However if you did want more oxygen then a trickle towed in the sump will do that for you.
The main issue I see with pumping air into the return pump would be noise and cavitation.... it is one thing running a few bubbles a second of C02 into the pump but running an air stone may effect the pumps performance?
Anyhow you can give it a go if you want to and see what happens!


----------



## Mr.Shenanagins (2 Jan 2021)

You should be more concerned about CO2 than O2. The overflow itself is all you need. I inject about 4-6 bubbles a second 3 hours before the lights come on with my sump just to get a green drop checker. O2 is not something to waste your time with I promise you you’ll have enough of it running a sump.


----------



## castle (2 Jan 2021)

I think, after some thought - and a fair bit of googling; that the airpump might be unnecessary. 

I don't run CO2, so that's not an issue for me.


----------



## dino21 (3 Jan 2021)

Hi,

I would first ask why are you wanting a more gentle flow ? are the fish having problems or the plants being buffeted too much ?
 If your  filter / pump too strong, most devices have some means for regulating the flow, or direct the flow onto the glass so it helps disperse it more ?

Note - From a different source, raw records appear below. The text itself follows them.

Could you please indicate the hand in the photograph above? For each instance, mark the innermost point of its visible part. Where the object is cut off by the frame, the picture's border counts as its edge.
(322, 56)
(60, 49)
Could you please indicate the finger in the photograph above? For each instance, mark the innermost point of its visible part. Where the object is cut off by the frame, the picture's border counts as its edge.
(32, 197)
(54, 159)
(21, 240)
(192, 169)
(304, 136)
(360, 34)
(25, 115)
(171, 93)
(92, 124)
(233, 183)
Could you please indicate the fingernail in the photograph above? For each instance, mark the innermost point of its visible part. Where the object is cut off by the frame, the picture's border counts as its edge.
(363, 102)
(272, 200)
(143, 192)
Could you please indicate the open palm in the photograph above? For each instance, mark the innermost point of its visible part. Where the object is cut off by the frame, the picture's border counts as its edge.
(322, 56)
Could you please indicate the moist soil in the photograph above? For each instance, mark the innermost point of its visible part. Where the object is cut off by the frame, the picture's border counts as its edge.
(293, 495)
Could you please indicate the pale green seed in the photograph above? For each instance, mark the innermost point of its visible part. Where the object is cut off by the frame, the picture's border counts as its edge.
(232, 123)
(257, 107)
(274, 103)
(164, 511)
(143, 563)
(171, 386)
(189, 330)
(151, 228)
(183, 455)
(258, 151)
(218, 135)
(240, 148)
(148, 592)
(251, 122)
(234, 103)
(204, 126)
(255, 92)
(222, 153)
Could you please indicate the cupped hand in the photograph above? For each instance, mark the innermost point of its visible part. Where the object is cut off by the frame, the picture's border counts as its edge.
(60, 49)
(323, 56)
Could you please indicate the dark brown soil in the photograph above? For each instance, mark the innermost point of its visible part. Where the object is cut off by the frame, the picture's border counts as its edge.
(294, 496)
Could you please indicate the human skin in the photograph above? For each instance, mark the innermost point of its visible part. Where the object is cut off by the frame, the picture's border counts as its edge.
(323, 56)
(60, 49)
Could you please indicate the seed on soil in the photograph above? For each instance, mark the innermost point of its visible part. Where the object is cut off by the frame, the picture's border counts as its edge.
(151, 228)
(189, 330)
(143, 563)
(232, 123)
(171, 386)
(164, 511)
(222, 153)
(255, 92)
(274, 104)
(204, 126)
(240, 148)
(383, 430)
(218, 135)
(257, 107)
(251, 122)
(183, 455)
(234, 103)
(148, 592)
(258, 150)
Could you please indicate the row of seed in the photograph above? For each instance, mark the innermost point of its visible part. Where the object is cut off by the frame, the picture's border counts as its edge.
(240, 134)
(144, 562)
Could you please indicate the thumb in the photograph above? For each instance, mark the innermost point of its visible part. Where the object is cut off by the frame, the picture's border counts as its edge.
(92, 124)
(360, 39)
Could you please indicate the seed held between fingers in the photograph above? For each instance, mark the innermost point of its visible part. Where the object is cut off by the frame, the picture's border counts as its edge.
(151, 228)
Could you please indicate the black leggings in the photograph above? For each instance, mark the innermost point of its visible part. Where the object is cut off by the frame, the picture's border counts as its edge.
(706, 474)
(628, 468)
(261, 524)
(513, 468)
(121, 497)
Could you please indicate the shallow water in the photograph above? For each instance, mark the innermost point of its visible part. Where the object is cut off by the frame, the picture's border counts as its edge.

Re the Oxygen, what makes you think you need more in the water ?   If you have fish in there are they gasping on the surface or being very lethargic .
How many plants do you have in there , are they growing well and can you see any signs of "pearling" indicating the plants are releasing plenty of oxygen into the water.

As said, to much agitation , will drive the Co2 out of the water, the very food the plants need to photosynthesis and produce  Oxygen.

Do not know the size of your tank, but for smaller tanks Sumps can be, imho,  more trouble that they are worth and if the design is poor  lots of unwanted water noises and potential leaks.


----------



## zozo (3 Jan 2021)

What about a venturi nozzle to the spray bar?  It's a lot quieter and doesn't consume energy... Or use a y split duckbill outlet instead with the venturi nozzle in front of it to make it even more sufficient.


----------



## castle (3 Jan 2021)

@zozo I've been designing one to go inline on the return of an external filter most of this morning 

@dino21 The fish I keep do not like flow, so I have a balancing act. I am trying to make sure I have maximised oxygen saturation in water so that my waste breakdown isn't limited. I don't have any science to back up my issues in my tank are oxygen based, but I don't think I can add too much. I have too many plants, they're all growing, they're all low-tech (see here!). I'm wanting to make sure, that any waste is being processed.

As I don't add Co2, I can't see that surface agitation will have much effect on dissolved Co2 as I guess it will be at an equilibrium with the air?


----------



## zozo (3 Jan 2021)

castle said:


> I've been designing one to go inline on the return of an external filter most of this morning



It's actually really simple to make one, you would need a bottleneck to create the pressure difference. Then all it needs is a small hole behind or in the middle of this bottleneck...

Using a hose connector like this already makes the bottleneck...



Then a small hole plugged with a 4mm airtube valve, like this one.




Making the hole the correct size it fits snuggle enough to avoid the use of any sealant.  

If that doesn't work they can be bought from JBL or Juwel etc.


----------